Ciseaux génétiques : un outil pour réécrire le code de la vie

Imaginez que vous étiez en vie pendant les années 1980, et que l’on vous aurait dit que les ordinateurs prendraient bientôt tout en charge. Que des milliards d’individus seraient connectés via un ensemble de données reliées par des liens hypertextes, et que vous posséderiez un appareil portable plus puissant qu’un supercalculateur, grâce auquel vous pourriez disposer de toutes sortes d’informations. Cela semblerait absurde. Mais aujourd’hui, c’est le cas. Avec l’ingénierie génétique, la réalité rattrape la science-fiction et nous n'y songeons même pas. Alors parlons-en: d'où cela vient-il? Où en sommes-nous réellement ?

LE CODE DE LA VIE ?

Les humains créent la vie depuis des milliers d'années grâce à la reproduction sélective; nous avons renforcé les traits et les aspects utiles des plantes et des animaux et nous sommes devenus très bons dans ce domaine. Cependant, nous n'avions jamais vraiment compris comment cela fonctionnait jusqu'à ce que nous découvrions le code de la vie, l'ADN, une molécule complexe qui guide le développement et la reproduction de tous les êtres vivants. La molécule a une structure dans laquelle l’information est codée, à travers quatre nucléotides qui se joignent et composent un code portant des instructions. Alors si vous changez les instructions, vous changez l'être qui porte cette information.

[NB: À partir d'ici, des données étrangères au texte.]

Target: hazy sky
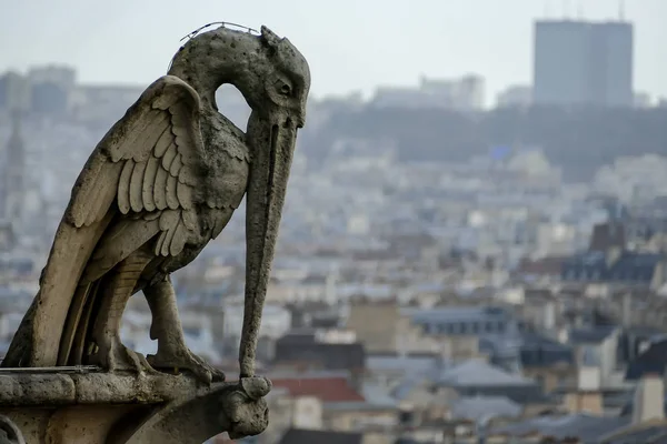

Mais jusqu'à récemment, l'édition génomique était extrêmement coûteuse, compliquée et demandait beaucoup de temps. Néanmoins, avec l’arrivée de cette nouvelle technologie révolutionnaire, le CRISPR - Clustered Regularly Interspaced Short Palindromic Repeats - cela a changé: du jour au lendemain, les coûts d'ingénierie génétique ont diminué de 99%. Au lieu d'un an, il ne faut que quelques semaines pour mener les expériences et pratiquement quiconque possédant un laboratoire peut le faire. Dans la vie de tous les jours, nous ne percevons pas la portée de cette technique, mais dans le domaine scientifique c’est une avancée sans précédent, qui a littéralement le potentiel pour changer l'humanité à jamais; cela pourrait changer notre vie et notre vision des choses pour toujours.

CRISPR, L’OUTIL DU FUTUR

Comme souvent en science, la découverte des ciseaux génétiques était inattendue. Au cours de ses études sur l'une des bactéries les plus nocives pour l'humanité, Emmanuelle Charpentier a découvert une molécule inconnue, le tracrARN. Ses travaux ont montré que le tracrARN faisait partie de l’ancien système immunitaire des bactéries, CRISPR / Cas, qui désarme les virus en séparant leur ADN.

Après avoir publié sa découverte en 2011, elle a entamé une collaboration avec Jennifer Doudna, une biochimiste américaine expérimentée possédant une vaste connaissance de l'ARN. Ensemble, elles ont réussi à recréer les ciseaux génétiques de la bactérie dans un tube à essai et à simplifier les composants moléculaires des ciseaux afin qu'ils soient plus faciles à utiliser. Dans leur forme naturelle, les ciseaux reconnaissent l'ADN des virus, mais Charpentier et Doudna ont prouvé qu'ils pouvaient être contrôlés afin de pouvoir couper n'importe quelle molécule d'ADN à un endroit prédéterminé. Là où l'ADN est coupé, il est alors facile de réécrire le code de la vie. Cette technologie a un impact important sur les sciences de la vie, contribue à l'avancée thérapeutique contre le cancer et pourrait concrétiser le rêve de soigner les maladies héréditaires.

LE FUTUR EST MAINTENANT

Dès que Charpentier et Doudna ont découvert les ciseaux génétiques CRISPR/Cas9 en 2012, leur utilisation a explosé et cet outil a contribué à de nombreuses découvertes importantes en recherche fondamentale. Ces ciseaux génétiques ont fait entrer les sciences de la vie dans une nouvelle ère et apportent un grand bénéfice à l'humanité.

Ainsi le 7 octobre 2020, le Comité Nobel a attribué à Emmanuelle Charpentier et à Jennifer Doudna le plus prestigieux de tous les prix. Ce prix Nobel de chimie remporté par le duo féminin est « un message très fort » pour les jeunes filles qui souhaitent devenir des scientifiques. D’ailleurs c'est la première fois dans l'histoire qu’un prix récompense un duo féminin, faisant ainsi de la Française et de l’Américaine les 6ème et 7ème femmes de l'histoire lauréates du prix Nobel de chimie. Jusqu’à présent, seulement cinq femmes – sur 183 lauréats depuis 1901 – avaient été récompensées par un prix Nobel de chimie.

« J’espère que cela enverra un message positif et fort aux jeunes femmes qui envisagent une carrière scientifique » -Emmanuelle Charpentier.